Choosing a tool in analytics projects (Watson Studio)
With Watson Studio and its complimentary services, analytics projects provide a range of tools for users with all levels of experience in preparing, analyzing, and modeling data, from beginner to expert. The right tool for you depends on the type of data you have, the tasks you plan to do, and the amount of automation you want.
To pick the right tool, consider these factors.
The type of data you have
- Tabular data in delimited files or relational data in remote data sources
- Image files
- Textual data in documents
The type of tasks you need to do
- Prepare data: cleanse, shape, visualize, organize, and validate data.
- Analyze data: identify patterns and relationships in data, and display insights.
- Build models: build, train, test, and deploy models to make predictions or optimize decisions.
How much automation you want
- Code editor tools: Use to write code in Python, R, or Scala.
-
Graphical canvas tools: Use menus and drag-and-drop functionality on a canvas to visually program.
-
Automated builder tools: Use to configure automated tasks that require limited user input.
Find the right tool:
Tools for tabular or relational data
Tools for tabular or relational data by task:
| Tool | Tool type | Prepare data | Analyze data | Build models |
|---|---|---|---|---|
| Jupyter notebook editor | Code editor | ✓ | ✓ | ✓ |
| JupyterLab | Code editor | ✓ | ✓ | ✓ |
| RStudio | Code editor | ✓ | ✓ | ✓ |
| Masking flows | Automated builder | ✓ | ||
| Data Refinery | Graphical builder | ✓ | ✓ | |
| Dashboard editor | Graphical builder | ✓ | ||
| SPSS Modeler | Graphical builder | ✓ | ✓ | ✓ |
| Decision Optimization model builder | Graphical builder and code editor | ✓ | ✓ | |
| AutoAI | Automated builder | ✓ | ✓ | |
| Federated Learning | Automated builder | ✓ | ||
| Metadata import | Automated builder | ✓ | ||
| IBM Match 360 with Watson | Automated builder | ✓ |
Tools for textual data
Tools for building a model that classifies textual data:
| Tool | Code editor | Graphical builder | Automated builder |
|---|---|---|---|
| Jupyter notebook editor | ✓ | ||
| JupyterLab | ✓ | ||
| RStudio | ✓ | ||
| SPSS Modeler | ✓ | ||
| Experiment builder | ✓ |
Tools for image data
Tools for building a model that classifies images:
| Tool | Code editor | Graphical builder | Automated builder |
|---|---|---|---|
| Jupyter notebook editor | ✓ | ||
| JupyterLab | ✓ | ||
| RStudio | ✓ | ||
| Experiment builder | ✓ |
Accessing tools
To use a tool, you must create an asset specific to that tool, or open an existing asset for that tool.

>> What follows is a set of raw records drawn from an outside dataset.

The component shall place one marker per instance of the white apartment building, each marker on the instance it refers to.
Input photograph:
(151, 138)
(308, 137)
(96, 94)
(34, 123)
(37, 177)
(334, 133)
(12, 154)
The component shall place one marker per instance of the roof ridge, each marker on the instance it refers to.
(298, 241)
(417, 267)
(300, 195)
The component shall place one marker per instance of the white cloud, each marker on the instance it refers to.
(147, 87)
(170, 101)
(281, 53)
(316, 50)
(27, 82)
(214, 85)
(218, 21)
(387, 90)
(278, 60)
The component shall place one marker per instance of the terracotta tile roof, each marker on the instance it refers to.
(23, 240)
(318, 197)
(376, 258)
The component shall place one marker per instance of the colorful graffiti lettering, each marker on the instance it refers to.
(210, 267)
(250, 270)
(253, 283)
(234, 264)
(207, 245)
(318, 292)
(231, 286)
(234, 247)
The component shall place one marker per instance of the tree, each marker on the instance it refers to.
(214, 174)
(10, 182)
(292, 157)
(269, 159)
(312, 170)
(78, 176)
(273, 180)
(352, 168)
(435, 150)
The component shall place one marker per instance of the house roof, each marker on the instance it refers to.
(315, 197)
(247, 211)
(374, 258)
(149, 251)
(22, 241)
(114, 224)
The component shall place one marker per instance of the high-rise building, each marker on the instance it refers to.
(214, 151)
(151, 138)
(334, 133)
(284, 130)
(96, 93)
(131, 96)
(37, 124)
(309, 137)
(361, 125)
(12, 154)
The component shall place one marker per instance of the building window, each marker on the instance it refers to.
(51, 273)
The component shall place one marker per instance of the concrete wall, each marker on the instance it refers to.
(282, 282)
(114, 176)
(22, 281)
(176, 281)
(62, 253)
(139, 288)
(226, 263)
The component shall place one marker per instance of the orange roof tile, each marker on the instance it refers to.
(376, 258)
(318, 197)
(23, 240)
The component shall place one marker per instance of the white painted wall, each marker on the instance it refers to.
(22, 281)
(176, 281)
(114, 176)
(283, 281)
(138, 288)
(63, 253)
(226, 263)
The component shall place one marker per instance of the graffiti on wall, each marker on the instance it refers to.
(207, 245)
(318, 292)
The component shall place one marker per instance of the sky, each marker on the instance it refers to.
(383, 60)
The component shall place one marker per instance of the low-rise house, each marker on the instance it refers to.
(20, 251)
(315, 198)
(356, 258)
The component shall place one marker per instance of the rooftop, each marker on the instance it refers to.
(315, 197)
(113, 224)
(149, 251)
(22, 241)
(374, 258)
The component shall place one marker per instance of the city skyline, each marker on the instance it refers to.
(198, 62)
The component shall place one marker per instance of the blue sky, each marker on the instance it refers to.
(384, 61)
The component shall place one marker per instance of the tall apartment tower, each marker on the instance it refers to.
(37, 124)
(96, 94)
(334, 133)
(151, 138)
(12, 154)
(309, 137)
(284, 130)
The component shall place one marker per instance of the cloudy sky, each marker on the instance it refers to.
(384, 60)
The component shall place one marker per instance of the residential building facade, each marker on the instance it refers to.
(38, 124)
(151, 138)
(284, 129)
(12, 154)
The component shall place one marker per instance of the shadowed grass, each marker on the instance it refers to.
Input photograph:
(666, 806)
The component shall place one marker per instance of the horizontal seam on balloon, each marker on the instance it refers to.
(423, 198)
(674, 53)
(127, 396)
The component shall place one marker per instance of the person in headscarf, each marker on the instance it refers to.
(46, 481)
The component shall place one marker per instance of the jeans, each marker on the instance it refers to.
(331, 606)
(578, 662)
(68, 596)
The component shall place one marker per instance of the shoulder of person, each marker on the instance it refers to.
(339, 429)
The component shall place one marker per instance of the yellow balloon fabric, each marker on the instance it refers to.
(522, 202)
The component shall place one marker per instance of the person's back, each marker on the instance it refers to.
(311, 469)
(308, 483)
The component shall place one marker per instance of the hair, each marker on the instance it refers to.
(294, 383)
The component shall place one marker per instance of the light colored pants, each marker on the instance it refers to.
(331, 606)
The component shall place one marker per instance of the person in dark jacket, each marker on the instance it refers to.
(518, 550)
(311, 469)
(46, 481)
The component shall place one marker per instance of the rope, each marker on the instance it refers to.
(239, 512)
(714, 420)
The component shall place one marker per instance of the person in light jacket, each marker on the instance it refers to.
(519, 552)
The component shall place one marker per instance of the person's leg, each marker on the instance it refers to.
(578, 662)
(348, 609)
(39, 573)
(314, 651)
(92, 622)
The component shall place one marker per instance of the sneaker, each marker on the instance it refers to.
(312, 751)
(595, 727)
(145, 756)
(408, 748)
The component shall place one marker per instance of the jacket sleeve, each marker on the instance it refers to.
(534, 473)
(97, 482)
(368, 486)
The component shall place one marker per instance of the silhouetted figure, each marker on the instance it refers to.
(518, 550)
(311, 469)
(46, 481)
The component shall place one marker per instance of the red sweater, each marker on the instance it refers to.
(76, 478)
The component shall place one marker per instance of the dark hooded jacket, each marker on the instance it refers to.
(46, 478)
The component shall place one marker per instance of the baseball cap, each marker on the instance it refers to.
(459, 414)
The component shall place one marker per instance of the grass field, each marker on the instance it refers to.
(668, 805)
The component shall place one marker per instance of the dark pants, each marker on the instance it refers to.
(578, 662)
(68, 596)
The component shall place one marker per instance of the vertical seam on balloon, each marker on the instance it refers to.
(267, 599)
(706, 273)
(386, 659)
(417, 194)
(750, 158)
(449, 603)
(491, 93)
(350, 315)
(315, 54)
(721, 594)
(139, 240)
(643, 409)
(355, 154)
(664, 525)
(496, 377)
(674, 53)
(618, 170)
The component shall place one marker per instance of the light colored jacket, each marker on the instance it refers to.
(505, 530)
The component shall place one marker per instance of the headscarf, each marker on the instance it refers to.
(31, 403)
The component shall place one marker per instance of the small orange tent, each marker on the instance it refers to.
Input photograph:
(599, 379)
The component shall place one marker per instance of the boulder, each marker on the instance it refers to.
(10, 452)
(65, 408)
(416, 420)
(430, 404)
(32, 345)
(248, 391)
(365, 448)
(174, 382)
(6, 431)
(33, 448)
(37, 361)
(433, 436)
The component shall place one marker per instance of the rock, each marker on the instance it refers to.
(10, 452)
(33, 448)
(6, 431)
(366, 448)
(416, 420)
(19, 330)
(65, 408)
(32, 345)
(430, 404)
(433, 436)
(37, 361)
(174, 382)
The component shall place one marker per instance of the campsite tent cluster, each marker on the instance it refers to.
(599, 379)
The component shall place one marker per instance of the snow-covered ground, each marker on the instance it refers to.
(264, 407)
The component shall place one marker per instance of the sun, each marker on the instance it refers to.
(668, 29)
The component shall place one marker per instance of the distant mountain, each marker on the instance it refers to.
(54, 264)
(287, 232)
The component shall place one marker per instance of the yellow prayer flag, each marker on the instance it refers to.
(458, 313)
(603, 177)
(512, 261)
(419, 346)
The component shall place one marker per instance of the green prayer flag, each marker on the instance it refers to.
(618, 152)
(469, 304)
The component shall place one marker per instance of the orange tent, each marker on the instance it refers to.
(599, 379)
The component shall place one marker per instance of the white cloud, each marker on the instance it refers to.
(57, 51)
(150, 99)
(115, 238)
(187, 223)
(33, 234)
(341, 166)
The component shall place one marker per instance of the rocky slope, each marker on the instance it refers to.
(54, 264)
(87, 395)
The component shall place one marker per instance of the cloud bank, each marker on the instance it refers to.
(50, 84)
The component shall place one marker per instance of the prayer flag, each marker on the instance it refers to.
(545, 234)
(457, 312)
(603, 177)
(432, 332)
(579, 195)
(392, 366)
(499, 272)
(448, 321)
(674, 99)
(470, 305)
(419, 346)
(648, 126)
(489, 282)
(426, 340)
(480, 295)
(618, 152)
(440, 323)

To create an asset, click Add to project and then choose the asset type you want. This table shows the asset type to choose for each tool.
| To use this tool | Choose this asset type |
|---|---|
| Jupyter notebook editor | Jupyter notebook |
| Masking flows | Masking flows |
| Data Refinery | Data Refinery flow |
| Dashboard editor | Dashboard |
| SPSS Modeler | Modeler flow |
| Decision Optimization model builder | Decision Optimization |
| AutoAI | AutoAI experiment |
| Experiment builder | Experiment |
| Federated Learning | Federated Learning experiment |
| Metadata import | Metadata import |
| IBM Match 360 with Watson | Master data configuration |
To edit notebooks with RStudio, click Launch IDE > RStudio.
To edit notebooks with JupyterLab, click Launch IDE > JupyterLab.
Jupyter notebook editor
Use the Jupyter notebook editor to create a notebook in which you run code to prepare, visualize, and analyze data, or build and train a model.
Data format Any
Data size Any
How you can prepare data, analyze data, or build models Write code in Python, R, or Scala. Include rich text and media with your code. Work with any kind of data in any way you want. Use preinstalled or install other open source and IBM libraries and packages. Schedule runs of your code Import a notebook from a file or a URL. Share read-only copies of your notebook externally.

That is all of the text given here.